このうち、荒川河口の若洲海浜公園近くの地点では、泥の表面から深さ5センチの平均濃度が8月に308ベクレル、10月に476ベクレル、12月に511ベクレルと上昇。ほかの多くの地点でも濃度は上がる傾向で、湾の中央より河口付近で比較的高い数値が測定されたという。
ただ、いずれの地点も1000ベクレル以下で、国がそのまま埋め立てできるとする基準の8000ベクレルを大きく下回っている。

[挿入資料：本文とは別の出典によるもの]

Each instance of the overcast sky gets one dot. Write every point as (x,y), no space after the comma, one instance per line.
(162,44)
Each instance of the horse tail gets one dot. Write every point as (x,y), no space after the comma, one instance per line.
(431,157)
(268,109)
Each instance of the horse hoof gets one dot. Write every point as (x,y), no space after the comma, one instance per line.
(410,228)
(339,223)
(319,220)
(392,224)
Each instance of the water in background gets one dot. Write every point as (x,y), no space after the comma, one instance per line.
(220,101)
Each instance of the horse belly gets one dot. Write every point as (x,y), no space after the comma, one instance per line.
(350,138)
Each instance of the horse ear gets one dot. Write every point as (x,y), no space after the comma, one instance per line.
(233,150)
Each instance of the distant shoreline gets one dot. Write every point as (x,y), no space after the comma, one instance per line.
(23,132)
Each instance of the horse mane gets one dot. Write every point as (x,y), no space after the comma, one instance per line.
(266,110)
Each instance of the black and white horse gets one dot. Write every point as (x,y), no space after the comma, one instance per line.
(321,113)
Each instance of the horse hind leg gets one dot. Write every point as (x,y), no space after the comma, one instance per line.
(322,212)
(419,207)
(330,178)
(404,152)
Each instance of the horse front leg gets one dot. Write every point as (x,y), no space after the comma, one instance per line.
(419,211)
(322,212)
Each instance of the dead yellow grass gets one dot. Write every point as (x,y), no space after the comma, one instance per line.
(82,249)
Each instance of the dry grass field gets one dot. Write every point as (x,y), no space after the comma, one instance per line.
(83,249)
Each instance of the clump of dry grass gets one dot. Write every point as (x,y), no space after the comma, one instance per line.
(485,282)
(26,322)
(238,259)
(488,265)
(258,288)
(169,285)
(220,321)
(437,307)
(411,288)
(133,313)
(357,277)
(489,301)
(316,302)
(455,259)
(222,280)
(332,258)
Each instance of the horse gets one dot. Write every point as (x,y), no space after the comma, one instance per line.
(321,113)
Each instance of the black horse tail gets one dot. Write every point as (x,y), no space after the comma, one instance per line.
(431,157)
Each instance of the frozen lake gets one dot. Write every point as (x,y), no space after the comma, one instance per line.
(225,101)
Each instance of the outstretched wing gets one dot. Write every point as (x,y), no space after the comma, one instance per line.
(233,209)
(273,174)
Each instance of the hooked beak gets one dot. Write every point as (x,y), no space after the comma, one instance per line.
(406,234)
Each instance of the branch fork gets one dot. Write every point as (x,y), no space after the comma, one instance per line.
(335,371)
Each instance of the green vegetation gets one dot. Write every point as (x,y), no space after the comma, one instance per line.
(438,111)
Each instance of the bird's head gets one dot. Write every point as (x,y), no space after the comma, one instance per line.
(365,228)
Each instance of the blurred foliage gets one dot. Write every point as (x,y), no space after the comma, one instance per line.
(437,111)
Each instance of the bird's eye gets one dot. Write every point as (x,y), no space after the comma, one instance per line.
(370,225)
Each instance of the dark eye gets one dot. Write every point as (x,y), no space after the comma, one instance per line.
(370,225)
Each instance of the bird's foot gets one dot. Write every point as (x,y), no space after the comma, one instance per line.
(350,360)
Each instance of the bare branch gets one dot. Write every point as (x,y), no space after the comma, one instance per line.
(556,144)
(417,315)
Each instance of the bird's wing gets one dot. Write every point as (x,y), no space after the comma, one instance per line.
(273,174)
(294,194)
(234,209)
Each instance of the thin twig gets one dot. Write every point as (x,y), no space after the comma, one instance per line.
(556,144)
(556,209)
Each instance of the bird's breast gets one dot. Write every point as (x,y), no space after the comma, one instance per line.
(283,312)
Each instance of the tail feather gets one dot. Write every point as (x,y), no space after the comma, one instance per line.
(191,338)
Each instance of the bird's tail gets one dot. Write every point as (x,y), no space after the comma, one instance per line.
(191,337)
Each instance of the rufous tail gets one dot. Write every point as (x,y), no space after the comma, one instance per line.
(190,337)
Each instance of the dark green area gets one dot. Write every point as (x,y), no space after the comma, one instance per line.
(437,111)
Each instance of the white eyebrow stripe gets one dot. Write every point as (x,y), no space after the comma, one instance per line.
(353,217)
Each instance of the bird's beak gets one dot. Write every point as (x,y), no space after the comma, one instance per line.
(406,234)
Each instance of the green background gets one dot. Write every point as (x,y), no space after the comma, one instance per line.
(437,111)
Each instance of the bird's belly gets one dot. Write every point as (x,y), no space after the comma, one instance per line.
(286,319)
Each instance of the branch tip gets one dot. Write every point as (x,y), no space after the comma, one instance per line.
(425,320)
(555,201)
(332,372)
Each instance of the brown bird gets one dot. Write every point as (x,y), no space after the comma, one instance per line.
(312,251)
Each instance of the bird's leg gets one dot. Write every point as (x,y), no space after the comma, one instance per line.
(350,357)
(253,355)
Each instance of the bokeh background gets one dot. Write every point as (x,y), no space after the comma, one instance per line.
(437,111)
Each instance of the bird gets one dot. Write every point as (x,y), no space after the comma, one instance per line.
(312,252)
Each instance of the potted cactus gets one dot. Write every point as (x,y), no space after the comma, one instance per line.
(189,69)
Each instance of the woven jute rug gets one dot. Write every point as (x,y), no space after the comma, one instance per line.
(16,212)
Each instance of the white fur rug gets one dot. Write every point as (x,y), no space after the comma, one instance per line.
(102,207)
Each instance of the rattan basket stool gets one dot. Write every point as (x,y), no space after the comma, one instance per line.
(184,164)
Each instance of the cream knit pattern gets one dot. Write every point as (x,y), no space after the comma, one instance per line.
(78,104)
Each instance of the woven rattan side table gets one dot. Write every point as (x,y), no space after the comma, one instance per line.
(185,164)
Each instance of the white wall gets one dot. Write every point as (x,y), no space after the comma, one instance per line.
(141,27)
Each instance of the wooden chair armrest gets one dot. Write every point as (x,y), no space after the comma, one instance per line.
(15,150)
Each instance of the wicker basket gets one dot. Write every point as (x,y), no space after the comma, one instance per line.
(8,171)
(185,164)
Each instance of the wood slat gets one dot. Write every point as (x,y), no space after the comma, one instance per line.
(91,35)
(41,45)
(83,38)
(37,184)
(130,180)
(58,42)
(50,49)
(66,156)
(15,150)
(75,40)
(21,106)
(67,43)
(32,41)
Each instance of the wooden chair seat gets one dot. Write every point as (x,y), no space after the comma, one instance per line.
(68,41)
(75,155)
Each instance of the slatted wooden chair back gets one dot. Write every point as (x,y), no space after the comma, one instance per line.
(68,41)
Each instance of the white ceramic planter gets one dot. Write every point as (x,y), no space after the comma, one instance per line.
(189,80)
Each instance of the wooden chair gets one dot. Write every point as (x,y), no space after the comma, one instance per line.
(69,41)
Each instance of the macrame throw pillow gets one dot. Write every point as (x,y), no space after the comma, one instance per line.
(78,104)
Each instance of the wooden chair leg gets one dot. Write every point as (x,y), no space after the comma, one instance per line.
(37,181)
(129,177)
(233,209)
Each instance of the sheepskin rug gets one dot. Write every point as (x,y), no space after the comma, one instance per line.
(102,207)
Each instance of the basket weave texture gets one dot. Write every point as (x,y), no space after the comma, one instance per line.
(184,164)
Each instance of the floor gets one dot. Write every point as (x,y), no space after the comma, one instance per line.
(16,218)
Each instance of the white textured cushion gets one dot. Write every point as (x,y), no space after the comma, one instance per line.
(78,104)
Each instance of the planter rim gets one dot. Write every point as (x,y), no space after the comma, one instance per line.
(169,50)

山崎教授は、核実験が盛んだった1960年代に、河川から琵琶湖に流入したセシウムの研究データから、地形が似る東京湾へのセシウム流入のピークを1、2年後とみる。「半減期30年のセシウム137はとどまるものの、半減期が2年の134は急速に減っていくため、今後、濃度が著しく上昇することは考えにくい」とする。
河口付近の4地点では、約1メートルのアクリル製の筒を使って、泥のどの深さまで134が含まれているかを測定した。その結果、最も深い場所では24〜26センチで検出された。
東京湾の河口付近の海底では泥が堆積するスピードは年間1、2センチ程度といい、「泥の中を動き回る底生生物によって運ばれた可能性がある。このまま放射性セシウムが河口付近の泥の中に深く潜ってくれれば、湾全体への拡散が抑えられるだろう」と話した。
山崎教授は東京湾で採取した魚介類の濃度も測定。検出限界値以下か多くても10ベクレル以下で、「このまま推移すれば全く問題のない数値だ」と指摘する。
東京湾は湾口が狭く、外洋からの海水が流れ込みにくいため、閉鎖性の高い水域とされる。国は2月17日から、東京湾に流れ込む荒川で放射性物質濃度の測定を始めており、4月以降、湾内の海水や海底の泥などの本格的な調査を始める。